Edit: Someone possibly tried though from that thread:
Quote:
I tried getting my hand on spare SNES CPUS and did find some sellers who claimed to have them but they were mostly asking too high a price. Like I am going to pay 30 USD for a snes CPU when you can get a working spare console at that price.
One seller however offered them at 5$ If I purchase 10 or more but they insisted on Western Union for the payment and refused paypal. So yeah, red flag, I did not buy.


Another edit: Seems searching 5a22-01 or 5a22-02 will actually lead to a few different vendors! Hopefully they'll respond with a workable price :)

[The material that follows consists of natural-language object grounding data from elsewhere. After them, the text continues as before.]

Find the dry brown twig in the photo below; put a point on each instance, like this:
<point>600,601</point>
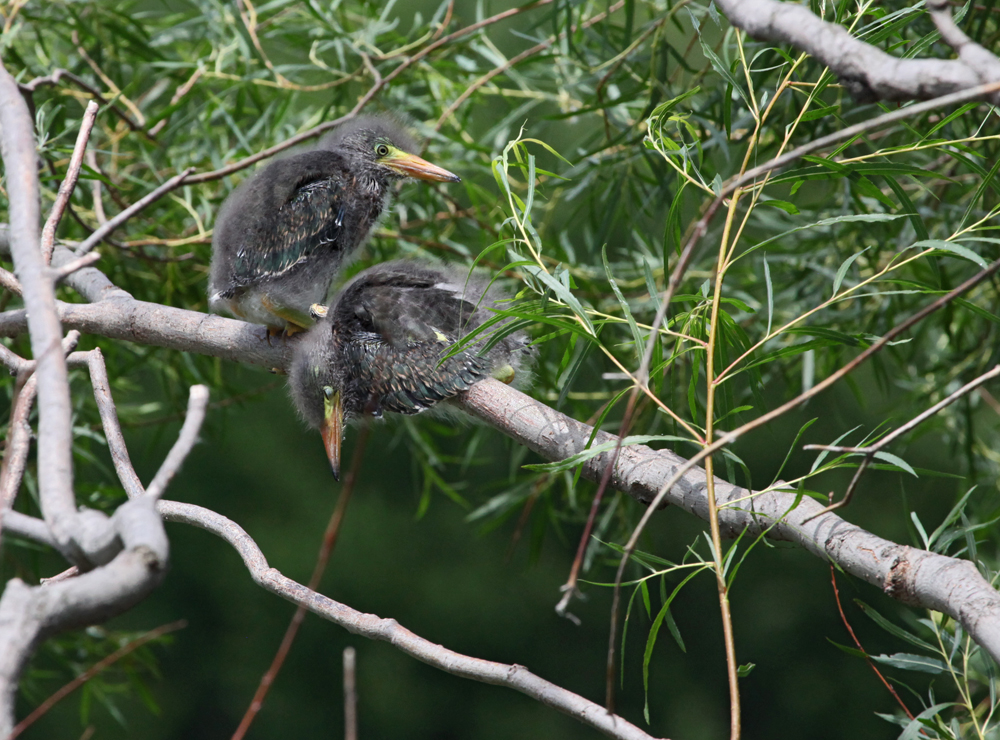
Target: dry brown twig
<point>871,451</point>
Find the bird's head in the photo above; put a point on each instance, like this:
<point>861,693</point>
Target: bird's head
<point>383,146</point>
<point>316,383</point>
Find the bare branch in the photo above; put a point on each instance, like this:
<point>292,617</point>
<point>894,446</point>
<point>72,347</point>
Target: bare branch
<point>8,281</point>
<point>69,182</point>
<point>64,271</point>
<point>19,430</point>
<point>55,464</point>
<point>105,229</point>
<point>22,525</point>
<point>13,361</point>
<point>197,402</point>
<point>868,72</point>
<point>372,627</point>
<point>29,614</point>
<point>15,457</point>
<point>112,429</point>
<point>905,573</point>
<point>330,537</point>
<point>915,577</point>
<point>163,326</point>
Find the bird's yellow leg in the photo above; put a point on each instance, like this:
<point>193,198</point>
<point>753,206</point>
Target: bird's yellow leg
<point>295,321</point>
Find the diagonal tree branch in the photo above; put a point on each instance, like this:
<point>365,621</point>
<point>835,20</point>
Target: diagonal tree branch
<point>516,677</point>
<point>55,464</point>
<point>868,72</point>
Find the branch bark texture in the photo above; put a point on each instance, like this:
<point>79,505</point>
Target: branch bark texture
<point>868,72</point>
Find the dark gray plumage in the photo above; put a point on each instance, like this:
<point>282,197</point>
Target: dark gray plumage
<point>282,236</point>
<point>380,345</point>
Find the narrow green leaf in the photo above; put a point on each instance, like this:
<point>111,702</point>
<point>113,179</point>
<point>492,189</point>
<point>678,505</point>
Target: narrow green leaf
<point>912,662</point>
<point>842,272</point>
<point>956,249</point>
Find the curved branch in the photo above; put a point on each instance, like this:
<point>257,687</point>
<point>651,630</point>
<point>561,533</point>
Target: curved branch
<point>516,677</point>
<point>913,576</point>
<point>868,72</point>
<point>55,463</point>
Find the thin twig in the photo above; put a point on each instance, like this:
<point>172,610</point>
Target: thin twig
<point>871,450</point>
<point>112,428</point>
<point>322,558</point>
<point>366,98</point>
<point>857,643</point>
<point>15,456</point>
<point>69,182</point>
<point>8,281</point>
<point>517,59</point>
<point>91,241</point>
<point>96,190</point>
<point>62,272</point>
<point>80,680</point>
<point>186,439</point>
<point>350,696</point>
<point>56,76</point>
<point>370,626</point>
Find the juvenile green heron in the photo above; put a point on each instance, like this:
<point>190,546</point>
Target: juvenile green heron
<point>282,236</point>
<point>379,347</point>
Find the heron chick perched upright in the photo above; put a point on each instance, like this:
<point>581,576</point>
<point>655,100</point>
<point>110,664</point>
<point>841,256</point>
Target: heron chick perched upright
<point>282,236</point>
<point>380,347</point>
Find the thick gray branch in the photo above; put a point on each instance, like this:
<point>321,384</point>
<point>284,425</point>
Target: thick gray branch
<point>869,73</point>
<point>162,326</point>
<point>55,463</point>
<point>915,577</point>
<point>29,614</point>
<point>516,677</point>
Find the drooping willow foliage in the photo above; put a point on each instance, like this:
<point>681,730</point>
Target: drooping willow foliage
<point>591,136</point>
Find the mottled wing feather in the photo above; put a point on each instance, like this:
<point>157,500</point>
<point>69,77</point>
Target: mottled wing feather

I ended up buying a Super Famicom from a guy on AssemblerGames. I'll probably just do a board swap, but if the Super Famicom is in ok condition I might just grind off the lockout tabs (so I can play NTSC-U games on it) and call it a day. I'll still see if I can get a replacement CPU for the old board though!
Re: Weird SNES Glitches on Certain Games
by on (#157755)
I emailed (what I thought were) a bunch of different companies and it appears that there's only two suppliers! One wants $40 per CPU and the other wants $74 per CPU! Guess I'm doing the board swap lol.
Re: Weird SNES Glitches on Certain Games
by on (#159206)
For those interested, I did a board swap with an inexpensive Super Famicom (Rev B CPU, yay!) I got from someone in Japan (DeChief on Assemblergames). The PCBs (not counting the back plate or jackss) seem to be completely identical. The only real electrical differences on the boards (as mentioned by others) were the DC jacks and the RF modulators. I left those since I could use a Sega Genesis Model 1 power adapter and I don't care about RF :p

The fit is almost perfect. As seen in the pictures, there's a slight shaping difference that I didn't notice until I installed the SNES PCB in the Super Famicom since one corner wouldn't fit. This can be easily fixed by just switching out the back plastic pieces though. But yeah, pretty painless and took 10-15 minutes!